Early development happened inside his dormitory room at Harvard, where he purchased a pressure cooker, a dehydrator, and other basic equipment for a few thousand dollars. The heat from cooking chickpeas made the small space unusable, and the university told him to find somewhere else. He struck a deal with a donut shop in Cambridge to use its kitchen after closing time, travelling back and forth by bike with raw ingredients in his bag.

Youngblood, who grew up in rural South Carolina, spent months running blind taste tests with classmates and volunteers. He told Entrepreneur that standard supermarket hummus relied heavily on soybean or canola oil and preservatives rather than olive oil. By leaving the oil out of the powder and letting customers choose their own, Prest could extend shelf life while giving the finished product a fresher taste.

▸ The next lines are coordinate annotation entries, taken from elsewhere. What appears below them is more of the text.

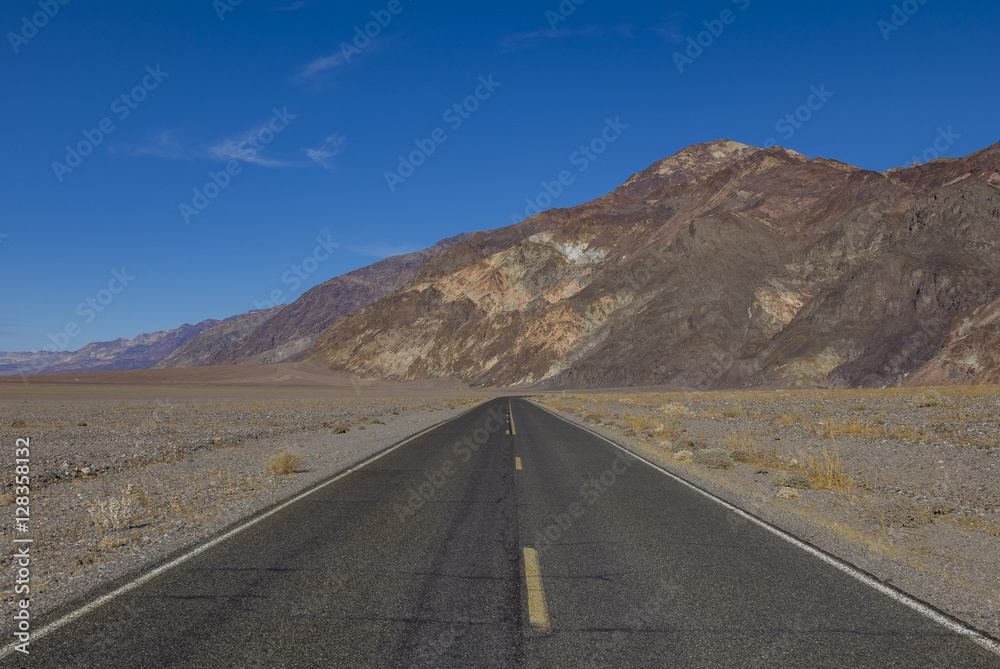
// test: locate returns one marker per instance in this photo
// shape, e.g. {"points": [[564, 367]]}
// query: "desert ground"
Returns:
{"points": [[903, 483], [128, 468]]}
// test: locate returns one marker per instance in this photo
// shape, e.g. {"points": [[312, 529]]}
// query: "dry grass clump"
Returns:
{"points": [[284, 463], [713, 458], [117, 512]]}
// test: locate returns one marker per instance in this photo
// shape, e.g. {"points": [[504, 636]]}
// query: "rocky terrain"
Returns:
{"points": [[901, 483], [285, 331], [722, 266]]}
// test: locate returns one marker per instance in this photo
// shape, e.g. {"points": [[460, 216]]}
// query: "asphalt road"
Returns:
{"points": [[419, 559]]}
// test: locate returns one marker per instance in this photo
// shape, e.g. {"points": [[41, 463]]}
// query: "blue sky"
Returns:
{"points": [[259, 104]]}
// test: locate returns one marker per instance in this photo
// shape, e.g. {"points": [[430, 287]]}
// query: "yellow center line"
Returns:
{"points": [[538, 612]]}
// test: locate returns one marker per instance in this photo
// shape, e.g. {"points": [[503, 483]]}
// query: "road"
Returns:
{"points": [[473, 547]]}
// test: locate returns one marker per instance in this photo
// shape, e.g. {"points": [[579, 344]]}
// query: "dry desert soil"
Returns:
{"points": [[131, 467]]}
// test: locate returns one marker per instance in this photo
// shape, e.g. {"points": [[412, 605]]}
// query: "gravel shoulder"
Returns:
{"points": [[908, 493], [117, 486]]}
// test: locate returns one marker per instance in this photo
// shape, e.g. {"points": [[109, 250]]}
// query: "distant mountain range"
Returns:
{"points": [[724, 265], [120, 354]]}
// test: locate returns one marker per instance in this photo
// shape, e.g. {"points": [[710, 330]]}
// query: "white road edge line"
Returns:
{"points": [[923, 608], [150, 575]]}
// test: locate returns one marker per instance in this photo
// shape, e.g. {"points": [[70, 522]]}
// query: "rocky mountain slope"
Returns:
{"points": [[724, 265], [118, 355]]}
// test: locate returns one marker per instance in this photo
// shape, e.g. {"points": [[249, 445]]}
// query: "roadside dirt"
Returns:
{"points": [[901, 483]]}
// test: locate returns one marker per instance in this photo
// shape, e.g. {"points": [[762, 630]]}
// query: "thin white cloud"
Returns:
{"points": [[323, 64], [163, 145], [245, 147], [383, 252], [239, 148], [330, 147]]}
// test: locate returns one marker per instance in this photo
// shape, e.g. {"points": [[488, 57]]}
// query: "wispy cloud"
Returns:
{"points": [[330, 147], [239, 148], [383, 252], [323, 64], [670, 29], [162, 145], [243, 147], [522, 41]]}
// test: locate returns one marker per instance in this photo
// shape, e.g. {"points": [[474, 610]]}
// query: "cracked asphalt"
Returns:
{"points": [[418, 559]]}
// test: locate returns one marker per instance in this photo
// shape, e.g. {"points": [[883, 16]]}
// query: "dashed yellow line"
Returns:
{"points": [[538, 612]]}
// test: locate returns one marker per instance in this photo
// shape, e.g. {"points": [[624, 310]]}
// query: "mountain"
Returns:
{"points": [[724, 265], [281, 333], [118, 355]]}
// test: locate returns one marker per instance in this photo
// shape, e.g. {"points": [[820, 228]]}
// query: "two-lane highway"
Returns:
{"points": [[499, 540]]}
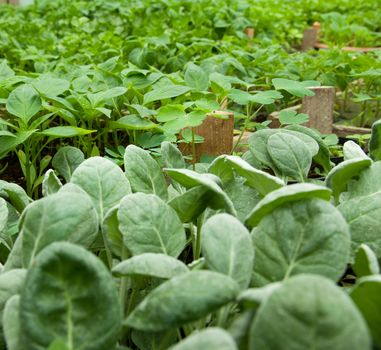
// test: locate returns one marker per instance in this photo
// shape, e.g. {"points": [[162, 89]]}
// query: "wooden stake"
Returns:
{"points": [[250, 32], [217, 131], [310, 37], [320, 108]]}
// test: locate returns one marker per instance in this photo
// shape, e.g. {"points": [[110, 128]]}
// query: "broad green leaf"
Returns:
{"points": [[290, 155], [149, 225], [65, 131], [165, 92], [307, 312], [192, 203], [367, 183], [24, 102], [51, 183], [144, 172], [352, 150], [253, 297], [151, 265], [196, 78], [4, 212], [207, 339], [266, 97], [171, 156], [58, 217], [284, 195], [366, 294], [182, 299], [292, 117], [9, 143], [308, 236], [323, 155], [244, 198], [103, 181], [337, 179], [363, 215], [168, 113], [50, 86], [132, 122], [296, 88], [100, 98], [11, 283], [375, 141], [226, 246], [257, 179], [66, 160], [11, 324], [366, 262], [15, 194], [190, 179], [69, 294]]}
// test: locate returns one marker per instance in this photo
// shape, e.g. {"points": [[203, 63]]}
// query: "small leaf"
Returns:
{"points": [[165, 92], [366, 262], [144, 172], [196, 78], [24, 102], [284, 195]]}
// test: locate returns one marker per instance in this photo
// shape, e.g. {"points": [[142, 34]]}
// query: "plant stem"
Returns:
{"points": [[200, 221]]}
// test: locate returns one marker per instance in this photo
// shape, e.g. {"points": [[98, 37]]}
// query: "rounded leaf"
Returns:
{"points": [[207, 339], [69, 294], [308, 312], [183, 299], [151, 265], [227, 248], [103, 181], [308, 236], [149, 225]]}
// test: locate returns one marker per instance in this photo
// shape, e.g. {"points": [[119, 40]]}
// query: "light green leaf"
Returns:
{"points": [[24, 102], [151, 265], [165, 92], [11, 323], [144, 172], [226, 246], [366, 262], [296, 88], [196, 78], [132, 122], [375, 141], [352, 150], [338, 178], [290, 155], [103, 181], [66, 160], [65, 131], [69, 294], [183, 299], [307, 312], [51, 183], [284, 195]]}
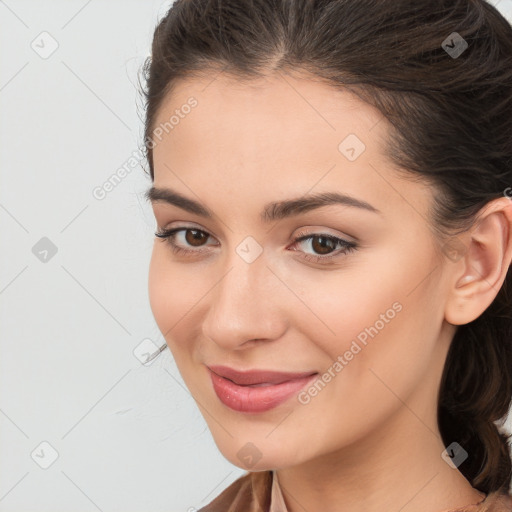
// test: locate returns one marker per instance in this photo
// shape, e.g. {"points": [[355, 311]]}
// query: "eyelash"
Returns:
{"points": [[169, 235]]}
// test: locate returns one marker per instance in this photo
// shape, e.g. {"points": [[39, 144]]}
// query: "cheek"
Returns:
{"points": [[171, 294]]}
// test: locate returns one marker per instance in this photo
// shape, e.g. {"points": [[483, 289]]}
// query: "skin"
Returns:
{"points": [[369, 440]]}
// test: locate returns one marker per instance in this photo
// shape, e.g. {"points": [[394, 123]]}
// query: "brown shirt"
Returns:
{"points": [[260, 492]]}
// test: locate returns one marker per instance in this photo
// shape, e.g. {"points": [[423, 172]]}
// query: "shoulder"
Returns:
{"points": [[251, 492]]}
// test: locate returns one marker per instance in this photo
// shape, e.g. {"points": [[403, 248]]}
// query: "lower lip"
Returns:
{"points": [[256, 398]]}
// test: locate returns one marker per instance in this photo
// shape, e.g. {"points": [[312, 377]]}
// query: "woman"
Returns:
{"points": [[331, 187]]}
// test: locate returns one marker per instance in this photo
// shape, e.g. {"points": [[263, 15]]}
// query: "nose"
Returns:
{"points": [[244, 306]]}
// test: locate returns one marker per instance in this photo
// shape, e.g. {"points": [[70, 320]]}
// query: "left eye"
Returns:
{"points": [[321, 243]]}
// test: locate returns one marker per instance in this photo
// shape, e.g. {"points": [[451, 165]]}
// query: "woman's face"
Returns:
{"points": [[358, 316]]}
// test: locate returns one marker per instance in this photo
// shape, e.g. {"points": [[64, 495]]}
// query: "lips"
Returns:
{"points": [[256, 390]]}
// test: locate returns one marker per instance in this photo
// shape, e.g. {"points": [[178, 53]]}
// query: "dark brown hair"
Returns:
{"points": [[451, 118]]}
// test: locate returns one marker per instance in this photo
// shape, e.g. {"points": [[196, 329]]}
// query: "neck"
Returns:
{"points": [[399, 467]]}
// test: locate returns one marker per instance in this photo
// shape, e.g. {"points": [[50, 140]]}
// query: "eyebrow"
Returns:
{"points": [[272, 211]]}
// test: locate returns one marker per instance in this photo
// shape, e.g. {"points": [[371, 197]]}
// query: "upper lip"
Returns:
{"points": [[249, 377]]}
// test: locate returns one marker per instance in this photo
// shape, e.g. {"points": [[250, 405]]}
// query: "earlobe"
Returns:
{"points": [[480, 272]]}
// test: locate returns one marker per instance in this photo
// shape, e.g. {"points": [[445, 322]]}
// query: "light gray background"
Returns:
{"points": [[128, 436]]}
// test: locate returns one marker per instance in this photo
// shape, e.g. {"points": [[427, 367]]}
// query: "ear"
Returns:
{"points": [[482, 258]]}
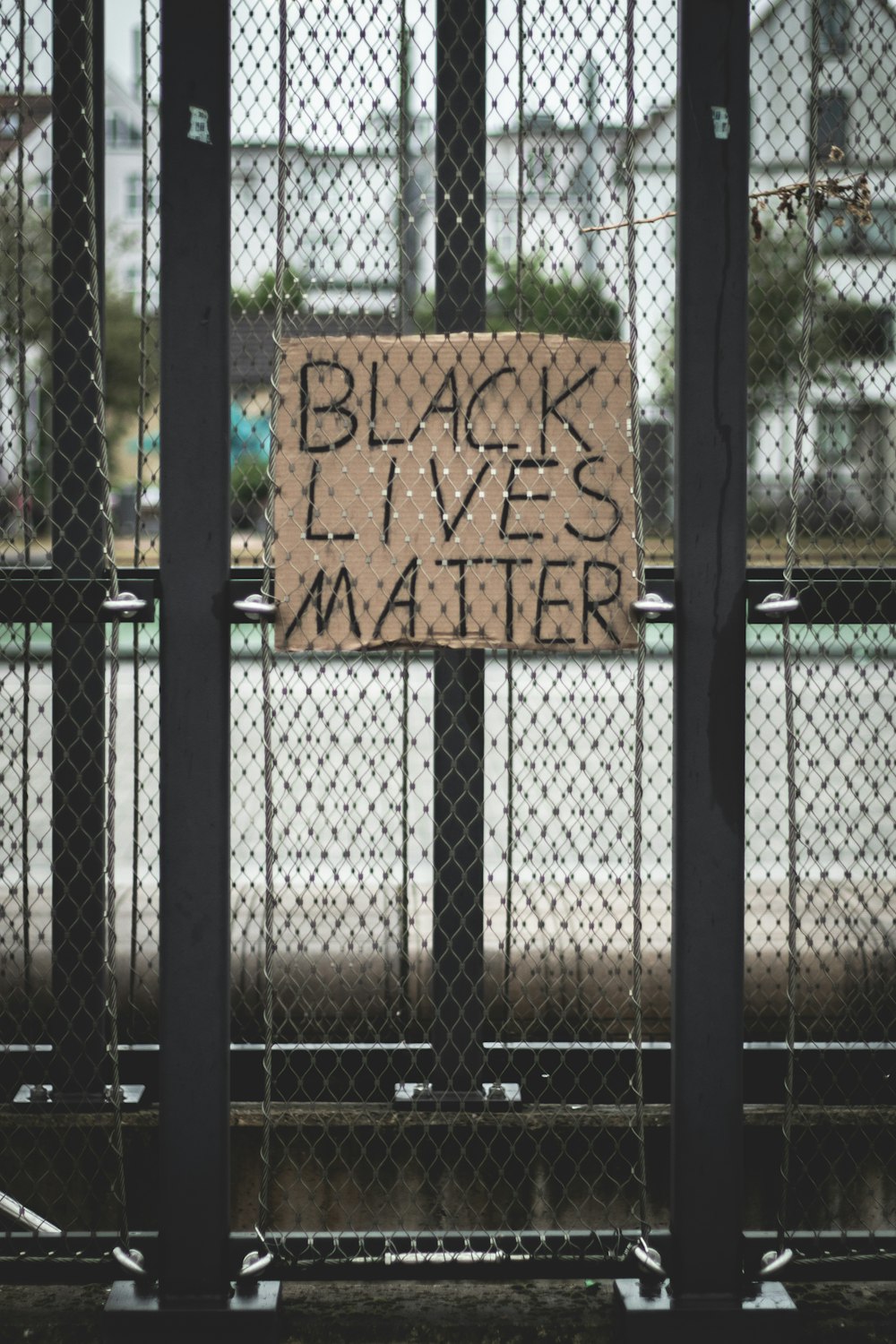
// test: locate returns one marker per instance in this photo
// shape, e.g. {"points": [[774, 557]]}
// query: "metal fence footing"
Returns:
{"points": [[648, 1314], [134, 1316]]}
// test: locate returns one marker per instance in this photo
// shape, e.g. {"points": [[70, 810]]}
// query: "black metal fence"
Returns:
{"points": [[425, 917]]}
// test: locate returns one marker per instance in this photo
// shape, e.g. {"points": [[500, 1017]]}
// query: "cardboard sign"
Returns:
{"points": [[462, 491]]}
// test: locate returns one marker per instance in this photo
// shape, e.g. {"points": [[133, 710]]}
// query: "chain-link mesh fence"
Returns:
{"points": [[339, 900]]}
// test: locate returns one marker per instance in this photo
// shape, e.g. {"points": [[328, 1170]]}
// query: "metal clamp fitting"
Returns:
{"points": [[775, 604], [772, 1261], [124, 607], [131, 1261], [27, 1217], [651, 607], [649, 1260], [257, 607]]}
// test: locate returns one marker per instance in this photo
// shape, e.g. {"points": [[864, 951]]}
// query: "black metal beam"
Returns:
{"points": [[78, 547], [710, 650], [195, 655], [458, 769]]}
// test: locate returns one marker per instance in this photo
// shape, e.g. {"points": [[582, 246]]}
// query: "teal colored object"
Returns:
{"points": [[249, 435]]}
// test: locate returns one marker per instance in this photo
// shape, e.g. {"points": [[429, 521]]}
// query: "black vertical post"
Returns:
{"points": [[458, 675], [710, 647], [78, 548], [194, 1217]]}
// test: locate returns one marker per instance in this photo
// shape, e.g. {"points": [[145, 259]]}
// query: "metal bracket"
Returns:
{"points": [[774, 1261], [255, 607], [132, 1262], [43, 1096], [651, 607], [26, 1217], [489, 1097], [649, 1262], [126, 607], [775, 604]]}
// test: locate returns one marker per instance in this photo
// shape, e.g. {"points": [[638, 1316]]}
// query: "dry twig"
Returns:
{"points": [[853, 191]]}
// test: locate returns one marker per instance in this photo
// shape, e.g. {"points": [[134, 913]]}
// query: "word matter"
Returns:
{"points": [[461, 491]]}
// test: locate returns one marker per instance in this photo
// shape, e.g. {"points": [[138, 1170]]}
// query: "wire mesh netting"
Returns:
{"points": [[343, 943]]}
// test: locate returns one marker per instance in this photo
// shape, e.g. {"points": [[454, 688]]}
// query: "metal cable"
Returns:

Production has since moved to a co-packer, though the first run nearly derailed the brand. Thousands of pouches jammed on the filling machines. Youngblood and a friend spent hours opening 5,000 of them by hand to keep the line moving. He needed finished stock for the Natural Products Expo West trade show the following day and barely made his flight.
A $10 Pouch in a Billion-Dollar Hummus Market
The US hummus market is valued at approximately $1.2 billion (£907 million) in 2026 and is forecast to reach $2 billion (£1.51 billion) by 2033, according to Persistence Market Research. North America accounts for roughly half of global hummus sales, with demand driven by growing interest in plant-based snacking.
Prest sidesteps the refrigerated aisle entirely. The dry format eliminates cold chain costs and opens distribution options that would be off-limits to a chilled product. Youngblood said upcoming plans include farmers' markets, produce subscription boxes and gifting bundles. The shelf-stable angle is central to his pitch. A conventional tub of hummus lasts roughly a week once opened. The powdered version sits in a cupboard until someone wants it.
Youngblood currently devotes about 25 hours a week to Prest alongside his MBA coursework and expects to increase that commitment after graduation. He also manages the brand's social media output himself, something he described as demanding for a one-person operation.
The business is self-funded. Youngblood has not taken outside investment and said all early spending came from personal savings.